We have imaged the polarization states of symmetric and antisymmetric bowties. Graduate student Sarah Grefe has done theoretical simulations using the Finite Domain Model and the dipole model to understand the enhancement and modification of near-field plasmonics on these nanostructures. Undergraduate student Stefan Mastel and Daan Leiva have performed the experiments and are preparing the manuscript for this work together with Sarah. Stefan Mastel who has been paid from ACS PRF grant has gone back to Germany to complete his MS degree soon be graduating with MS in physics and greatly acknowledges ACS PRF.
STUDENT PARTICIPATION (Since last report)
Sarah Grefe: Sarah joined our group in the Spring of 2011 and has been a key member of the group since then. She is responsible for most of the FDTD (lumerical co.) calculations and have been training undergraduate students Matthew Acosta and Daan Leiva on FDTD. Sarah, together with undergraduate studrents in the group, did most of the work on the IR plasmonic antenna studies with and without the thin organic coatings. She is preparing one paper to be submitted to Optics Express. Sarah is also a coauthor (second author) of the paper we just published on Applied Physics Letters.
Brando Hessler. Brandon is one of the most active undergraduate student in the group. He has done most of the preparation of the samples for both the visible and mid IR frequency experiments. Brandon also performed most of the work on organic coated plasmonic structures. Brandon Hessler have presented our research results at various meeting around campus and California Sections of APS.
Codi Bonney. Codi is a very talented programmer. He has done theoretical calculations to support and improve our experiments. He write a fantastic program that can simulate the experiments we conduct using MATLAB. The program he wrote will remain a very important part of our research lab that could be used for many other experiments to come. He recently got hired at start-up company iViu Technologies, Inc. as a iOS Software Developer.
Ralph Demato. Ralph joined the group in Fall of 2011 and is already making significant progress in his research. Ralph is completing the work on plasmonics on metallic nanoparticles near-field studies and is writing his thesis. Recently he got hired by Kaiser as an assistant Medical physicist.
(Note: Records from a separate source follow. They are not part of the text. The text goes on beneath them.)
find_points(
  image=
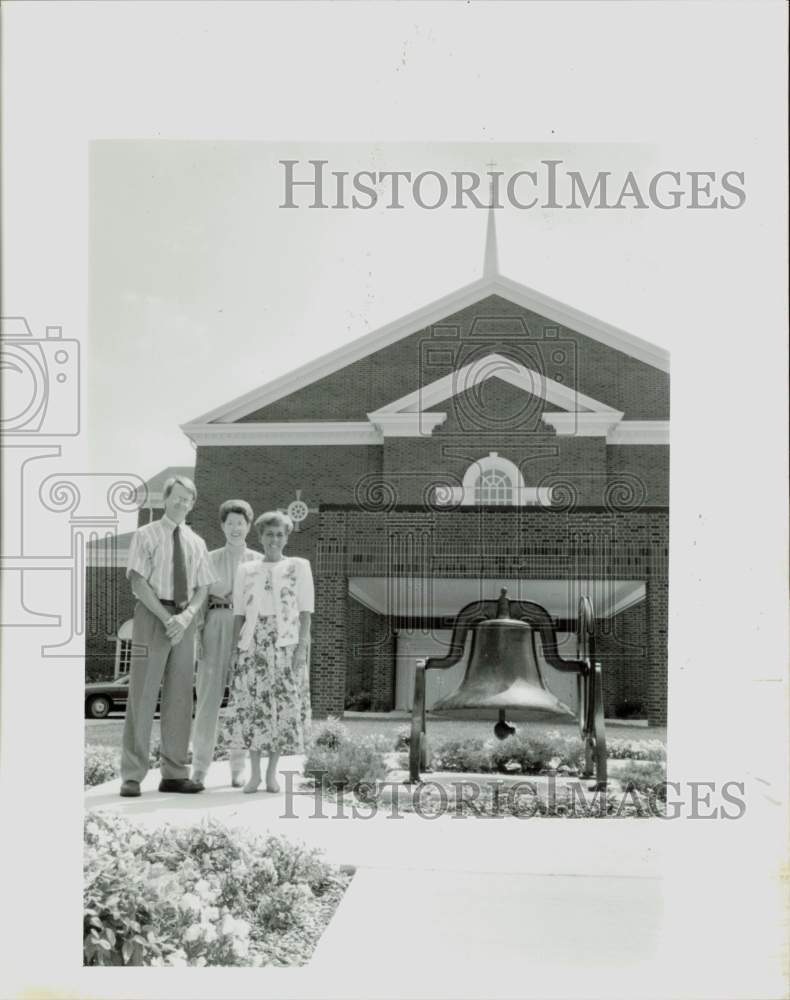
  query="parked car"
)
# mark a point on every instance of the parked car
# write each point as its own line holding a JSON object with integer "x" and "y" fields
{"x": 105, "y": 697}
Terry Dunlap. Terry is who started out as an undergraduate student in our group has now stayed in the group as a graduate student. He has been responsible for various programing related issues in the group including design of our new website. His research is in organic covered plasmonic structure near-field imaging.
Matthew Acosta and Daan Leiva. Undergraduate students Matthew and Daan joined our group in the Fall of 2012 they have been significant in FDTD calculations working together with Sarah. They are both learning to prepare samples and to perform AFM imaging.
Group Student awards (since last report):
several awards including Who's Who in America Award (2012), Florence and Richard Scalettar Physics Award, Spyros-Pathos Chemistry Award and AAPM Physics Fellowship at UCSF. 2010-Present, President's List, 2010-President's Scholar Recipient, 2011 NASA Internship at Dryden Flight Research Center, 2011-Phi Beta Kappa Honor's Society.